By Fr. Jean-Michel Amouriaux, CJM
Father General of the Congregation of Jesus and Mary
In these days of joy and light, we celebrate the birth of Jesus, Savior of the world, and we let the sublime words of a contemporary of our founder Saint John Eudes, named Angelus Silesius (1624-1677), to resound, exhorting us to welcome the newborn child from the manger: "Would Christ have been born a thousand times in Bethlehem, if he had not been born in you, he would have been born in vain. God must be born in you. Christ would have been born a thousand times in Bethlehem, if he was not born in you, you remain dead forever. "Here is a powerful key to open the door to the mystery of faith: what we celebrate is realized in us. Celebrating the birth of Christ without letting him be born, grow, live and reign in us would be in vain.
When we celebrate the birth of Jesus in Bethlehem, we celebrate within us the birth of "the New Man that has been created on God’s principles, in the uprightness and holiness of the truth. "(Eph 4:24) Of course we rejoice over what happened at that moment in history, but for us believers, it is not a past event, but "today in the city of David a Savior has been born to us, he is Christ the Lord. "(Lk 2:11), and this place of his birth, the city of David, this Bethlehem is us! Christ makes his dwelling place in us as he promised, and nothing can separate us from him; he is at home in us! We welcome him, we bless him, we sing to him as the guest of our hearts, filling them with his light. All the lights of Christmas are in truth the glittering of the graces that the Lord lights up in our souls to enter into his feelings and dispositions, so that we can finally live in his image and likeness as he originally created us (cf. Gen 1:26). All the gifts we exchange with one another are signs of the extraordinary gift that God has given us by giving us his beloved Son, for his presence is our salvation! Indeed, the covenant that is sealed in the Incarnation of the Word can never again be destroyed because Christ has risen, in his person he has united man to God for all eternity. This is what we contemplate with wonder in these days of the Nativity.
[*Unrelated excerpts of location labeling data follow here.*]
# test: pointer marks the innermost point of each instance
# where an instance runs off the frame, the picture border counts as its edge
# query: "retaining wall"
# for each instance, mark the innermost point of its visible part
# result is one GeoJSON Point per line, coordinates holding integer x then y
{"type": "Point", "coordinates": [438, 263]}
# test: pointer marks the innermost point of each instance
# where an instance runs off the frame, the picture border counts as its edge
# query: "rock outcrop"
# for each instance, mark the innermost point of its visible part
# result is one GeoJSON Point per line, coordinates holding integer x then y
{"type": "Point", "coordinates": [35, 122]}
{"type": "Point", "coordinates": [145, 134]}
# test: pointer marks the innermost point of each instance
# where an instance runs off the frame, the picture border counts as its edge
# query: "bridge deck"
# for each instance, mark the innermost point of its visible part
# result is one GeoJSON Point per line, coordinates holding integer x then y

In celebrating the birth of Jesus in us, we must welcome his growth in us, to live his life and walk in his ways. As the Catechism of the Catholic Church (no. 521) says: “Christ enables us to live in him all that he himself lived, and he lives it in us.” This is what St. John Eudes preached throughout his life as a missionary priest: “We must continue and fulfill in us the states and mysteries of Jesus, and pray to him often that he may consummate and fulfill them in us and in all his Church. For the Son of God intends to put a share in, and to do as an extension and continuation of, his mysteries in us and in all his Church, by the graces he wishes to communicate to us and by the effects he wishes to bring about in us through these mysteries. And by this means he wants to accomplish them in us” (Life and Kingdom of Jesus in Christian Souls, Complete Works, 1 p. 310). We allow Jesus to communicate to us the dispositions of his Heart on the day of his birth, in the simplicity of evangelical childhood, surrendering himself confidently into the hands of the Father, into the hands of his parents Mary and Joseph. We see the poverty in which Jesus was born and we ask for that poverty without which we cannot live the first Beatitude: "Blessed are the poor in spirit, the kingdom of Heaven is theirs" (Mt 5:3). Yes, let us enter into the "feelings of Christ" (Phil 2:5) so that they may become ours, and thus we will be living images of the Son of God, joyful witnesses of God's presence in this world, heralds and builders of the Kingdom.